Sucedem-se, como tentáculos, vielas apertadas e sinuosas onde sou parte ínfima de uma multidão compacta que, à mistura com motoretas, bicicletas e carroças, se desloca, miraculosamente, sem se atropelar e ser atropelada.
Aventuro-me, de olhos e espírito abertos, nas zonas mais recônditas dos souks, onde os caminhos levam a túneis por baixo de casas, onde os cheiros a especiarias, comida feita e urina impregnam o ar.
Esgueiro-me à justa por entre famílias amesendadas, no meio da rua, alheias ao que se passa à sua volta. Tento esquivar-me às investidas de engraxadores, mendigos e vendedores de tudo e mais alguma coisa que surgem dos sítios mais inesperados. Tento não ser notado enquanto observo os que martelam latão e cobre, cardam, fiam e tecem tapetes, batem sola ou costuram albornozes no fundo das suas lojas.

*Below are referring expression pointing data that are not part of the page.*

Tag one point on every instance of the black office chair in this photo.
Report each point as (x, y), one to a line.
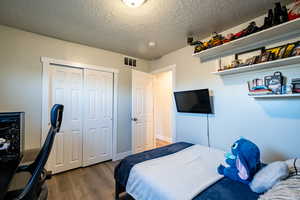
(33, 188)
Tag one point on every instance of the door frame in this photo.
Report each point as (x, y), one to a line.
(46, 64)
(131, 117)
(171, 68)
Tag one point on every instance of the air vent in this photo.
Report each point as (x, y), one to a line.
(131, 62)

Com destino incerto, sigo os passos misteriosos de mulheres mais ou menos veladas e de homens, com ar de sábios, embiocados nas suas djellabas.
De súbito, o caminho bifurca-se. Vou perdendo o rasto aos que seguem na dianteira. Até que, sozinho, entro num beco de paredes de terra rosada, com a beleza atrás de mim. O cerco fecha-se. Estou definitivamente perdido. Capturado. Não há como evitá-lo.

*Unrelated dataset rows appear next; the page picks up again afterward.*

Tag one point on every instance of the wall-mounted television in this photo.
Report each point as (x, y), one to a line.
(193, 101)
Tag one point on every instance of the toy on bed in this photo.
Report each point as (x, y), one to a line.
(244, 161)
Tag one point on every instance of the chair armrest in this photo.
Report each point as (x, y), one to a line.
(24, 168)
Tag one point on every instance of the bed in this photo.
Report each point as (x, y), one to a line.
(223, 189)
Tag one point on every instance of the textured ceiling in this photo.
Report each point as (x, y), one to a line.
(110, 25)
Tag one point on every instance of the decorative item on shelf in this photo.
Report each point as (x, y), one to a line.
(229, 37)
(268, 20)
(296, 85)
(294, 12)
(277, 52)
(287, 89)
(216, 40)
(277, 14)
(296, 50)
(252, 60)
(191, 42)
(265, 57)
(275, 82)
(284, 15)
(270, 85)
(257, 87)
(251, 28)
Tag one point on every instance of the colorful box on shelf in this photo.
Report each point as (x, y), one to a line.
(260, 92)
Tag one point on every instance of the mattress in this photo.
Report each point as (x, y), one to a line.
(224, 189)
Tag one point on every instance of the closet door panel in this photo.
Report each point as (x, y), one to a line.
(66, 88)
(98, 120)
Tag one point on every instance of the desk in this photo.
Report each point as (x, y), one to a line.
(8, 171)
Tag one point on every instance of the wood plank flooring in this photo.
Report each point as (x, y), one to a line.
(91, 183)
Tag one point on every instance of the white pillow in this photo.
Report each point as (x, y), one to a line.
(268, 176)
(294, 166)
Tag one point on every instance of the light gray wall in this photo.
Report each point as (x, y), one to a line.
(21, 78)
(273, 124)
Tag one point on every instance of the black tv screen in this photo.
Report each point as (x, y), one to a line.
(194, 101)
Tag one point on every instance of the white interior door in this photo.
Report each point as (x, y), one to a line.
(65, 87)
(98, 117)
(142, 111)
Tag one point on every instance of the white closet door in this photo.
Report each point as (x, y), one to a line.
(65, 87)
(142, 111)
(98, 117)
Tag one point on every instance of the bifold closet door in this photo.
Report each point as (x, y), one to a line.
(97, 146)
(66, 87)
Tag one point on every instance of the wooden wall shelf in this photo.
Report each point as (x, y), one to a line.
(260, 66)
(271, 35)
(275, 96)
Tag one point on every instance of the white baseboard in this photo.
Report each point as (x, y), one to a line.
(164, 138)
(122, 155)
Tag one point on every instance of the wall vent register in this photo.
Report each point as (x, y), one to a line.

«Marraquexe é uma cidade de grandes distâncias, plana como uma tábua. Quando sopra o vento, o pó rosado das planícies estende-se para o céu, obscurecendo o Sol, e toda a cidade, pintada com uma demão da terra rosada sobre a qual assenta, reluz em vermelho sob a luz cataclísmica. À noite, da janela de um carro, não parece diferente de uma das nossas cidades ocidentais: longos quilómetros de candeeiros de rua estendendo-se em linha reta sobre a planície. Somente durante o dia se vê que muitas dessas luzes iluminam apenas extensões vazias de palmeirais e deserto. Ao longo dos anos, as franjas exteriores da medina passaram a permitir a circulação de automóveis e das carruagens puxadas por cavalos, das quais ainda existem muitas, mas é necessário um homem destemido para conduzir o seu carro no labirinto de vielas em serpentina cheias de moços de fretes, bicicletas, carroças, burros e vulgares pedestres. Além disso, a única maneira de se ver alguma coisa na medina é caminhando. Para se estar realmente presente, é preciso ter-se os pés sobre a poeira, ou ter-se a consciência do odor quente e poirento dos muros de argila junto ao nosso rosto.»

Paul Bowles, «A Rota para Tassemsit» (1963), Viagens - Compilação de Escritos, 1950-1993 (Travels - Collected Writings, 1950-1993), trad. Jorge Pereirinha Pires, Quetzal Editores, Lisboa, 2013, p. 348.